In the center of this landscape of iridescent pillars is a dark slab, a black column in the midst of the moonstone. It cuts through the air and into the sky, as high as I can see, and around it is a swirl of dark mist, a wound stretching from the Underworld, up to the mortal world, and higher into the heavens. Raffaele’s words return to me in a flash. This is the cut—the ancient tear—that opened the immortal world into the mortal, when Joy descended to the earth as a human and then passed through the Underworld again. This black pillar is where Joy himself had been encased after his mortal death, before returning to the heavens. Where the blood fever first originated. Even here, I can feel the dark power, the wrongness of it. I can remember the feel of a wooden table beneath my body, the taste of brandy on my lips that the doctor prescribed for my illness, the sound of him coming into my chambers when I was only four years of age, holding a red-hot knife over my infected eye even as I screamed and cried and pleaded with him not to do it.
This is the origin of the fever that has touched each of our lives. The closer I step, the darker the space behind the pillar turns, until it seems like I am walking directly into a world of night, being swallowed by this fog.
I reach the pillar. As I do, the swirling darkness changes, morphing into the shape of a towering figure, dark and elegant, her body shrouded in robes of fog and mist, a pair of horns twisting high over her head. She stares at me with eyes of black. I open my mouth to say something, but nothing comes out.

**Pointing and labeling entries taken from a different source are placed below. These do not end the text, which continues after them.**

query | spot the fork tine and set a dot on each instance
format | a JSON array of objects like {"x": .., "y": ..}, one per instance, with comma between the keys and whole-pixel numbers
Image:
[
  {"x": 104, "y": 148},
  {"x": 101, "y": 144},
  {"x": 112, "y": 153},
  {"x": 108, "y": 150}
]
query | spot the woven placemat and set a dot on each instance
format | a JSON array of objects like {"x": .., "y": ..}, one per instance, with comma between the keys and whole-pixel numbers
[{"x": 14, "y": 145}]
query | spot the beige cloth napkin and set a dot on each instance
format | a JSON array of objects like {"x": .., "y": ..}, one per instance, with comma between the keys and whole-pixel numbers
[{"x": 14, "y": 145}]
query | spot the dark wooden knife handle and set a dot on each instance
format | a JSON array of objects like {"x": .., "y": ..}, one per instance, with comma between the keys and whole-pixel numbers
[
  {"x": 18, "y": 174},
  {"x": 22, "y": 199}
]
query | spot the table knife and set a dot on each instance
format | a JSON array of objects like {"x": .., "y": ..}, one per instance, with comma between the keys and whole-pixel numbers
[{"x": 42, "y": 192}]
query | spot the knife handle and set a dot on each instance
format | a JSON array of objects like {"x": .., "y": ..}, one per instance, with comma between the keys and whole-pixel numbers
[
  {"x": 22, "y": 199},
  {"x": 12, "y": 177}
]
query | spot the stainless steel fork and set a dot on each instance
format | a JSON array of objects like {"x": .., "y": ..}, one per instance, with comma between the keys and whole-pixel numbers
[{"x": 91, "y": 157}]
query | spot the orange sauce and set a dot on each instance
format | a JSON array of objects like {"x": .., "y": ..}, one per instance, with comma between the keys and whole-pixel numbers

Moritas, the goddess of Death.
My child, she says. Her black-eyed stare focuses on me. Her voice is deep and powerful, a sound that echoes across the landscape and inside my chest, a vibration so ancient that it aches in my bones. The children of the gods. To either side of her, other figures now appear, tall and silent. I recognize Formidite, with her long black hair and featureless face. Caldora, her fins huge and monstrous.
Then, a man clad in a cloak of gold and jewels. Denarius, the angel of Greed. Fortuna, goddess of Prosperity, in a sheet of glitter and diamond. Amare, god of Love, impossibly breathtaking. Tristius, angel of War, with his sword and shield. Sapientus, god of Wisdom. There is Aevietes, god of Time, and Pulchritas, angel of Beauty. Compasia, angel of Empathy.
Laetes, angel of Joy.
The gods and goddesses are all here, come to claim their children.
“Moritas,” I whisper, the word barely a sound from my lips. My power seethes in her presence, threatening to destroy my dying, mortal body.